On a l’impression que de plus en plus de gens portent des lunettes. C’est parce qu’il y a plus de pathologies?
Non, c’est précisément parce que le dépistage des problèmes de myopie ou autre se fait beaucoup mieux qu’avant. On est aussi un pays leader dans le dépistage de l’amblyopie. Un enfant qui louche dès la petite enfance va développer un strabisme et donc va « mettre un œil de côté » qui restera faible au cours de toute sa vie. Aujourd’hui, dans une cour de récré, le nombre d’enfants portant un cache sur un œil a diminué de façon drastique. Grâce à l’ONE, grâce à des dépistages chez le pédiatre, on est un pays cité en exemple.
Ça veut dire que la prévention a un effet salvateur pour les enfants.
Il y a beaucoup de pathologies ophtalmologiques, elles se développent?
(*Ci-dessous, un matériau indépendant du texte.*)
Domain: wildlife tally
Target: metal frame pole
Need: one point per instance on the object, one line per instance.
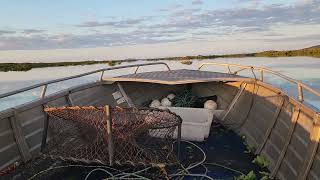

Il y en a beaucoup mais il y en a une qui est en augmentation constante, chez la personne âgée, c’est la dégénérescence maculaire liée à l’âge (la DMLA) et on se rend compte aujourd’hui qu’il existe des formes chez les personnes plus jeunes également. Quand on n’a plus de macula, on a une perte de vision très importante. On ne parle pas de cécité mais la perception visuelle est fortement altérée, jusqu’à ne plus savoir reconnaître un visage. Jusqu’à présent, il existe des traitements pour la forme humide de la maladie, pour stabiliser la situation, et on est en train de mettre en place un protocole d’étude sur la DMLA sèche pour laquelle nous n’avions aucun traitement auparavant. Il y a des perspectives dans le domaine mais, malgré la prévention, on constate une augmentation significative du nombre de patients et une des causes possibles pourrait être l’exposition excessive à certaines longueurs d’ondes dès le bas âge. Donc, avec la suraccommodation, le risque pour l’enfant est de développer de la myopie dès le jeune âge et de développer d’autres problèmes comme la DMLA plus tard.